The Human Transplantation (Wales) Bill was overwhelmingly passed by Welsh Assembly Members earlier this year - with ministers saying it would drive up transplant rates and save lives.
First Minister of Wales Carwyn Jones will perform the official sealing ceremony to mark the final stage in the passing of the Bill before it is given Royal Assent.
It is also expected that details of when the new law will come into effect will be announced.
The Welsh Government has long said there is a desperate need to drive up transplantation rates - with 226 people in Wales waiting for a transplant.
Officials hope the new legislation will increase donors by around a quarter.
Once implemented, people will have to choose not to donate their organs and it would apply to over-18s who die in Wales if they have lived in the country for more than 12 months.
Organs made available under the system would be the same as the “opt-in” method - including kidneys, heart, liver, lungs and pancreas - and would not only go to donor patients in Wales. They could go anywhere in the UK.
The scheme faced opposition from some religious groups, which claimed it would make conscripts out of donors.
But ministers have denied this and described the system as a “soft opt-out”.
They say it will allow relatives or “friends of long standing” to object to someone’s organs being used if they had not asked to be removed from the register. The final decision will rest with medical staff if they decide to continue with the process - provided a match has been found.
No organs donated in Wales under this method will go anywhere else in the UK and vice-versa.
Health minister Mark Drakeford described the new law as historic.
“I am proud that Wales will be the first nation in the UK to take this step,” he said.
“Family refusal is a major factor that affects the numbers of organ donations and the main reason for refusal is lack of knowledge of their loved one’s wishes.
“The family of the potential donor has a major role to play in organ donation.
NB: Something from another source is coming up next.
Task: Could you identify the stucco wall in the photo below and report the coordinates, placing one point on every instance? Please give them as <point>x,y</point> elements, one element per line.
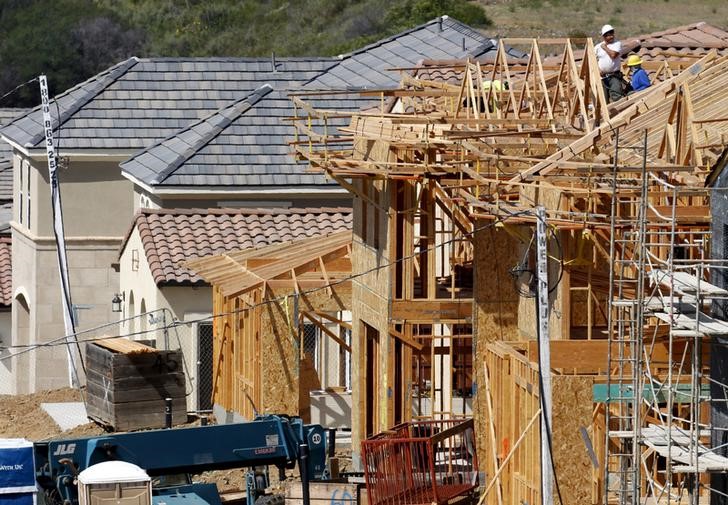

The aim of the Bill has always been to respect the wishes of the deceased. However, relatives or friends of long standing may object to consent being deemed based on what they know about the views of the deceased.
“When family members know that organ donation is what the deceased would have wanted, they usually agree to participate in the donation process.
“The new law will work by clarifying people’s wishes around the issue of organ donation and, in turn, increase the rate of consent to donation.”